COVID-19 Safety Guidelines for Community GardensDOWNLOAD FILE
June 8, 2020 - Author: MSU Extension
This document provides suggested practices for community gardens and gardeners to stay safe and minimize risk of COVID-19 transmission. These guidelines are gathered from a combination of resources including the CDC, WHO and Extension services. These recommendations do not replace current state and local government public health guidance, which should be followed. Every community garden is unique and not all recommendations will work for each garden. Use the practices that make sense and adapt others to work for your garden’s circumstances.
- Communicate with all gardeners that they are not allowed to come to the garden if they are sick, including displaying symptoms of COVID-19 or if they were exposed. If anyone is displaying symptoms at the garden they will be asked to leave. Recommended printable COVID-19 symptom signs.
- Ensure that all gardeners and the public are aware of safety precautions by communicating through email, social media, newsletters and phone calls.
- Consider posting signs at the garden entrance to raise public awareness about precautions in place and to remind gardeners of garden policies/actions to ensure their safety. Recommended sign:
- Clearly and quickly inform all audiences of any policy changes.
PRACTICE DISTANCING & LIMIT GATHERING
- Consider closing the garden to the public. If the garden remains open to the public, consider having a volunteer present to enforce safety guidelines.
- Limit the number of gardeners at the garden through scheduling and communication.
- Maintain social distancing practices for all gardeners including at picnic tables and wash stations. Consider one-way traffic flow in garden rows and other areas to keep people a minimum of 6 feet apart when performing work tasks. (Increasing distance to 15 feet or more helps to reduce aerosol transmission of the coronavirus.)
- Limit interactions and time spent in the garden.

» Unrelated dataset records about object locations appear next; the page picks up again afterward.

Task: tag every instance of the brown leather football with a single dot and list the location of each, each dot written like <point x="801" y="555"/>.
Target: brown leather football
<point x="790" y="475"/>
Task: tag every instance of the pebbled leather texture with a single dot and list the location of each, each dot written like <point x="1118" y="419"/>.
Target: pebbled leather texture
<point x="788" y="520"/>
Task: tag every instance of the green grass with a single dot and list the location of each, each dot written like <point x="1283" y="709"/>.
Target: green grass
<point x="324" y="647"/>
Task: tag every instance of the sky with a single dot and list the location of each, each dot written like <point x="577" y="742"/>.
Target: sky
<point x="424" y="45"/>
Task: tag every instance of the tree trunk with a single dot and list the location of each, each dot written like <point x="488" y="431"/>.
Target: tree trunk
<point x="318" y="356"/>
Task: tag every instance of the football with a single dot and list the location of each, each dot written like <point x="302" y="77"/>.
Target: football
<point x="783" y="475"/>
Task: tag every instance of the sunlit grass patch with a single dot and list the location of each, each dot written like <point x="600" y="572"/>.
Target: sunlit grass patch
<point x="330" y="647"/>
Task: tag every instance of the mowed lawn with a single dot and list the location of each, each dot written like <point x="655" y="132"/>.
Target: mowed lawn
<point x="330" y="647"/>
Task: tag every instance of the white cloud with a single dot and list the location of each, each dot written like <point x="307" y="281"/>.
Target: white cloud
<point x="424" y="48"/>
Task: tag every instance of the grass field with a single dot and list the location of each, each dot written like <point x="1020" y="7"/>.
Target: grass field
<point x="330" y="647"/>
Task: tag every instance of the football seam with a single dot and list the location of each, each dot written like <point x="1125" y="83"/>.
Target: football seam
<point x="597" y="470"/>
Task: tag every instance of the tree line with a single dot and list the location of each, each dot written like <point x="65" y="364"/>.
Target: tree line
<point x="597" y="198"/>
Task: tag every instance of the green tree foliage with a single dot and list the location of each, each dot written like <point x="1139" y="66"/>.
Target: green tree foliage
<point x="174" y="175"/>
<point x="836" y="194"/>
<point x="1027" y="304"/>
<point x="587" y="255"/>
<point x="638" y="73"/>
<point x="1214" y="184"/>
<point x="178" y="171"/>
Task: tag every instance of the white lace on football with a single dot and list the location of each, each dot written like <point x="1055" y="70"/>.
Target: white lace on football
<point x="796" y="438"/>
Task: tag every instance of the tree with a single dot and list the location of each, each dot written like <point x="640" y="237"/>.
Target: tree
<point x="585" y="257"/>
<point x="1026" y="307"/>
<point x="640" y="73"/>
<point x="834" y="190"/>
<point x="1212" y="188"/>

- Current CDC guidelines include wearing face coverings (not to be used with face masks needed by health workers). More resources on how to make and wear a face covering can be found here. Ensure all volunteers/gardeners follow the CDC Guidelines for hand washing.

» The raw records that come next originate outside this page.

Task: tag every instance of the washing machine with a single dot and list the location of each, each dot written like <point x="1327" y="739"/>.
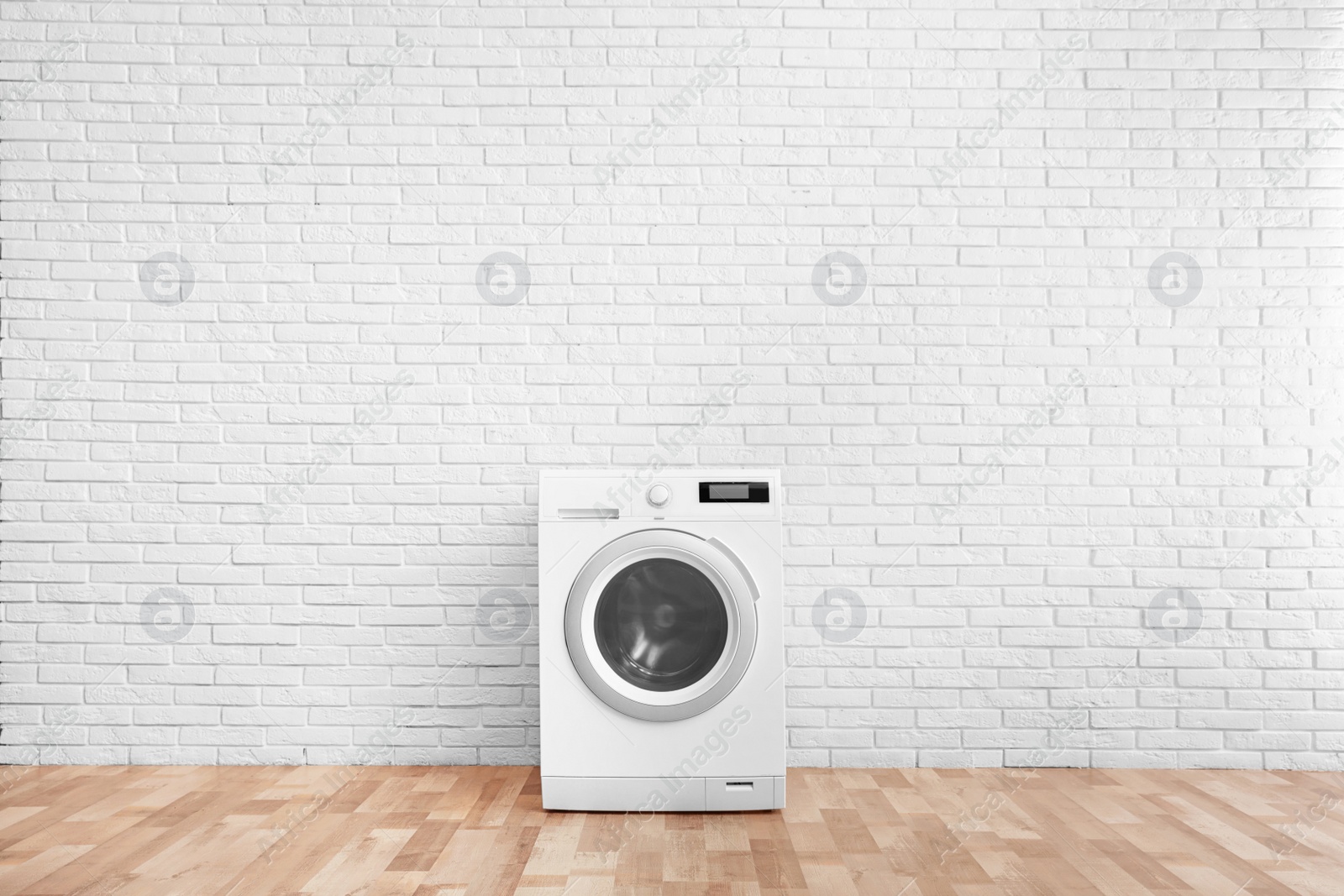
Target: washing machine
<point x="662" y="640"/>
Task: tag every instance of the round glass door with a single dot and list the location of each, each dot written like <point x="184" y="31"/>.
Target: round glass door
<point x="660" y="624"/>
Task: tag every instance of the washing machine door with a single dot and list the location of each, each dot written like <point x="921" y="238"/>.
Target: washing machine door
<point x="662" y="624"/>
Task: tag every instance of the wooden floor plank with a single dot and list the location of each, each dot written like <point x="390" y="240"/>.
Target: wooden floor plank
<point x="483" y="832"/>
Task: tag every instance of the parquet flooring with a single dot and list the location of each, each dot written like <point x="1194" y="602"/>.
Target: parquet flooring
<point x="481" y="832"/>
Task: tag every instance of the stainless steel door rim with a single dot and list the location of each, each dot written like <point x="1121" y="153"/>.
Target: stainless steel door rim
<point x="618" y="688"/>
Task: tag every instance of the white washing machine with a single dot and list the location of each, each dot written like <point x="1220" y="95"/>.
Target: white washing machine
<point x="662" y="640"/>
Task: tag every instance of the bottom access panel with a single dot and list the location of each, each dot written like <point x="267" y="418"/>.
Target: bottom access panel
<point x="663" y="794"/>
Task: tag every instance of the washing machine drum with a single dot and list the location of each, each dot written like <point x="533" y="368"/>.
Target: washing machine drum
<point x="662" y="624"/>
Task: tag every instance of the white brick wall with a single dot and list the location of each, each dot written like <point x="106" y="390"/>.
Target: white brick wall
<point x="328" y="439"/>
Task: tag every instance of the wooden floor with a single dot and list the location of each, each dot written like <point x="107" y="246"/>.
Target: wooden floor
<point x="414" y="831"/>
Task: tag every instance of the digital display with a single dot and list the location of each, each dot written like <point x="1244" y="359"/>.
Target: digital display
<point x="734" y="492"/>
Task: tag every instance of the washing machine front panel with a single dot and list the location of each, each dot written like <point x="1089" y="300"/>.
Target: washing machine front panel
<point x="662" y="625"/>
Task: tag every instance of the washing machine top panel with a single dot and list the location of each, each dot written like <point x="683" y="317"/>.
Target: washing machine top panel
<point x="664" y="495"/>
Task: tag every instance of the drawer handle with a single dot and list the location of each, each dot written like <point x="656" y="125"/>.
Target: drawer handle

- Printable CDC handwashing reminder
- Whenever possible, provide handwashing stations and/or hand sanitizer and require everyone to wash their hands before entering the garden and upon exiting. Consider encouraging gardeners to bring their own paper towel or allowing hands to air dry to minimize contact with shared surfaces.
See examples of relatively inexpensive handwashing stations via the sites below:
- Virginia Cooperative Extension (see Picture 2 for an inexpensive handwashing set-up)
- University of Minnesota
- Consider wearing gloves when touching shared surfaces but remember that wearing gloves does not replace hand hygiene – the outside of your glove can still pick up and pass on diseases. Avoid touching personal items, like your cell phone or keys, when wearing gloves. Be sure to remove your gloves inside out and place them directly in the trash when you’re done.
SANITIZE & MINIMIZE CONTACT WITH SHARED SURFACES
- Disinfect high touch areas such as spigots, hose nozzles, railings, door locks, reusable bins and buckets, compost bin handles, shed and gate handles, tables, etc., before and after use. It is important these areas are free from any dirt or debris before sanitizing. (Keep in mind that unofficial visitors may come to the garden.)
- A number of disinfectants are classified as being effective at destroying COVID-19
- Bleach is an effective disinfectant: mix 1/2 cup in 1 gallon of water and use as a spray.
- Whenever possible, minimize the use of shared tools and equipment. Encourage gardeners to bring their own tools.
- When using shared tools and equipment (hand tools, wheelbarrows, garden carts, tillers, etc.), ensure that they are disinfected before and after use. For wooden handled tools, spray handles thoroughly with a bleach spray (formulation above) and let sit for 5 minutes.